The ambitious project adds 10 miles of carpool lanes to the 405, widening the freeway and replacing three bridges.
But the Sepulveda Pass Improvements Project is running into the construction version of a SigAlert, one that will add a whole year to the expected completion date.
The problem, according to LA County Metro officials, is the complex tangle of utilities found beneath Sepulveda Boulevard: a series of gas pipes, sewers and electrical lines that can run as deep as 40 feet below street level.
"There's about 17 different types of utilities underneath Sepulveda Boulevard, so as a result we're looking at opening that part of the project in mid-2014," said Metro spokesman Dave Sotero.
But people who've been inconvenienced by the now three-year-old project say the construction company doing the work needs to keep the roadwork on schedule.
"Enough is enough," said David Murphy, founder and president of Angelenos Against Gridlock. "It's time for Kiewit, the contractor, to speed up their pace of work and just get this project done."
Murphy says excuses are doing little to improve the commute of the more than 330,000 people who move through the Sepulveda Pass every day.
"The reality is there are those kind of things on every project," said Murphy. "And you've got to just find ways to speed things up. Thirteen months of delays on parts of this just don't work for commuters."

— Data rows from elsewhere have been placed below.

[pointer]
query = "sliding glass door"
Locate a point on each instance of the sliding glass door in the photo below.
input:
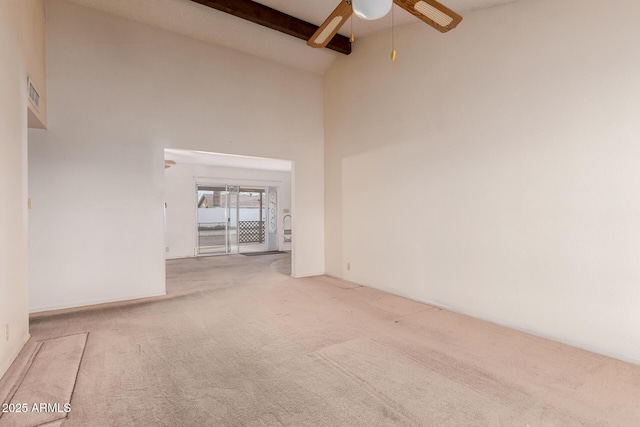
(230, 219)
(212, 220)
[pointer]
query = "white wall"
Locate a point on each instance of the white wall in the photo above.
(22, 53)
(119, 93)
(516, 136)
(180, 182)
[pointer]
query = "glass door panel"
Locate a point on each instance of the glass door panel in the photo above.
(211, 219)
(232, 219)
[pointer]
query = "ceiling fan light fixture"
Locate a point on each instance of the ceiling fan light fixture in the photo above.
(436, 15)
(371, 9)
(328, 30)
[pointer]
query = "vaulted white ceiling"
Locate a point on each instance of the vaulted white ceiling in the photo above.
(203, 23)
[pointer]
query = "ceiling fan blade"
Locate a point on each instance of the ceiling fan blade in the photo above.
(331, 25)
(433, 13)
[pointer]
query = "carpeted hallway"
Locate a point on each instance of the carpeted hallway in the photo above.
(236, 342)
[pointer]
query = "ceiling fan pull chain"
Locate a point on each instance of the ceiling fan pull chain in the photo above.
(351, 37)
(393, 42)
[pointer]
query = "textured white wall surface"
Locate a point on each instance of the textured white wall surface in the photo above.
(515, 138)
(121, 92)
(22, 53)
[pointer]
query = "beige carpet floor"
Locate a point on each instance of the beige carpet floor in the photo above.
(238, 343)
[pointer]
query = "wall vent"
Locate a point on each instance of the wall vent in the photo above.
(34, 96)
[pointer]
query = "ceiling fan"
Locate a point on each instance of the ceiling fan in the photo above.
(433, 13)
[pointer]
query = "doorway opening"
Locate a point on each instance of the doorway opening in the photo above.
(219, 204)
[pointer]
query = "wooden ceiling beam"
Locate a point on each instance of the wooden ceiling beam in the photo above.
(276, 20)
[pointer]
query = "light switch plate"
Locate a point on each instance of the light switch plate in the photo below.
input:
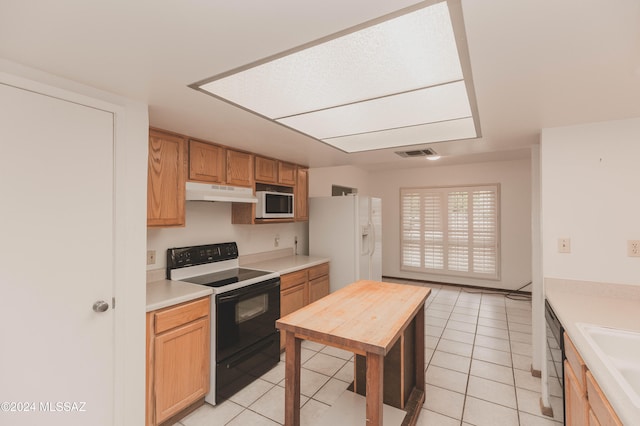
(564, 245)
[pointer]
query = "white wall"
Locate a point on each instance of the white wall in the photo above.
(514, 178)
(321, 180)
(208, 223)
(591, 194)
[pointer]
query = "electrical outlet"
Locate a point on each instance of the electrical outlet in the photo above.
(564, 245)
(151, 257)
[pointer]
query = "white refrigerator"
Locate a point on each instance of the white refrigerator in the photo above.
(348, 231)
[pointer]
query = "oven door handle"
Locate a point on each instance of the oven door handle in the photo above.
(239, 359)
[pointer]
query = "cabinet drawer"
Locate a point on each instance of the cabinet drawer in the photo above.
(599, 405)
(293, 279)
(318, 271)
(175, 316)
(318, 288)
(576, 363)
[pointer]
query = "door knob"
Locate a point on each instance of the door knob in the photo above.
(100, 306)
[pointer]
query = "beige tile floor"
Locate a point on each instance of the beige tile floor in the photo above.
(477, 356)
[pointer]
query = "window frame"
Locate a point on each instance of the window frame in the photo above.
(442, 193)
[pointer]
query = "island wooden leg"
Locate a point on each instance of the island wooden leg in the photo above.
(375, 375)
(292, 380)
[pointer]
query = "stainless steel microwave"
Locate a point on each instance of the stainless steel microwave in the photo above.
(274, 205)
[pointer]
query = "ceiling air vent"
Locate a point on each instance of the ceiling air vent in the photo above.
(416, 153)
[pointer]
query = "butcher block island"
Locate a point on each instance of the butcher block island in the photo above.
(383, 324)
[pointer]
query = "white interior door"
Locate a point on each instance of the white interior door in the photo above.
(56, 260)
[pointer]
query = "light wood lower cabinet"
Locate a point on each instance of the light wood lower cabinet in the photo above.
(298, 289)
(178, 358)
(585, 404)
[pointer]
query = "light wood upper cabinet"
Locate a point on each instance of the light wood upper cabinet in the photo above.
(239, 168)
(302, 194)
(266, 170)
(207, 162)
(269, 170)
(166, 177)
(178, 358)
(286, 173)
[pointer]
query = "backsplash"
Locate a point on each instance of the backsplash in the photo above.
(208, 223)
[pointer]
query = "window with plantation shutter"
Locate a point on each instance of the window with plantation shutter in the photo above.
(451, 230)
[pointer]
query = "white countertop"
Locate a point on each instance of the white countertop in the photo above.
(287, 264)
(609, 305)
(163, 293)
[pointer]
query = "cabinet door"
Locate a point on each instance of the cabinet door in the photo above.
(206, 162)
(239, 168)
(318, 288)
(302, 194)
(266, 170)
(286, 173)
(165, 180)
(576, 410)
(181, 368)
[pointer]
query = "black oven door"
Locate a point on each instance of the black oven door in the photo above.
(246, 316)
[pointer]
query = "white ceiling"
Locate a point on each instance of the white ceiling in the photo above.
(535, 64)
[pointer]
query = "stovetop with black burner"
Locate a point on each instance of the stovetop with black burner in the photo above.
(226, 277)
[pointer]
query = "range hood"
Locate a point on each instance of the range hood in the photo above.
(208, 192)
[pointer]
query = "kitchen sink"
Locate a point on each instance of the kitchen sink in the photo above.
(619, 351)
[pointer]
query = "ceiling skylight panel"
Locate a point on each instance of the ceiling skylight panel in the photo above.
(408, 52)
(437, 103)
(428, 133)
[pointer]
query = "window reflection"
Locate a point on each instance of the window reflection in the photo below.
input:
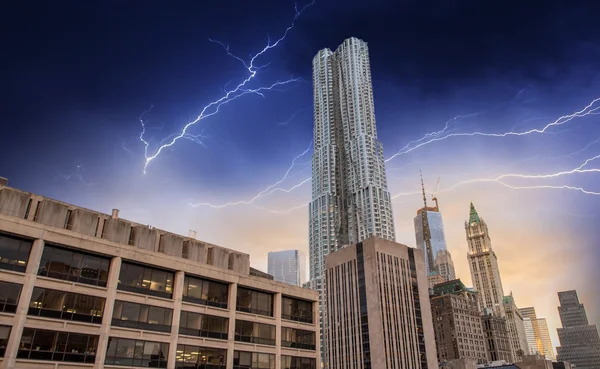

But come Friday night, many of those commuters will see even more delays. The latest phase of the project will reduce the five northbound lanes of the 405 down to just two. It's a 2.5-mile stretch from Montana Avenue to Getty Center Drive, with the lanes scheduled to be closed through early Monday morning.
"Motorists will have the option of continuing on those two lanes over the Sepulveda Pass or diverting onto Sepulveda and bypassing that area," said Sotero.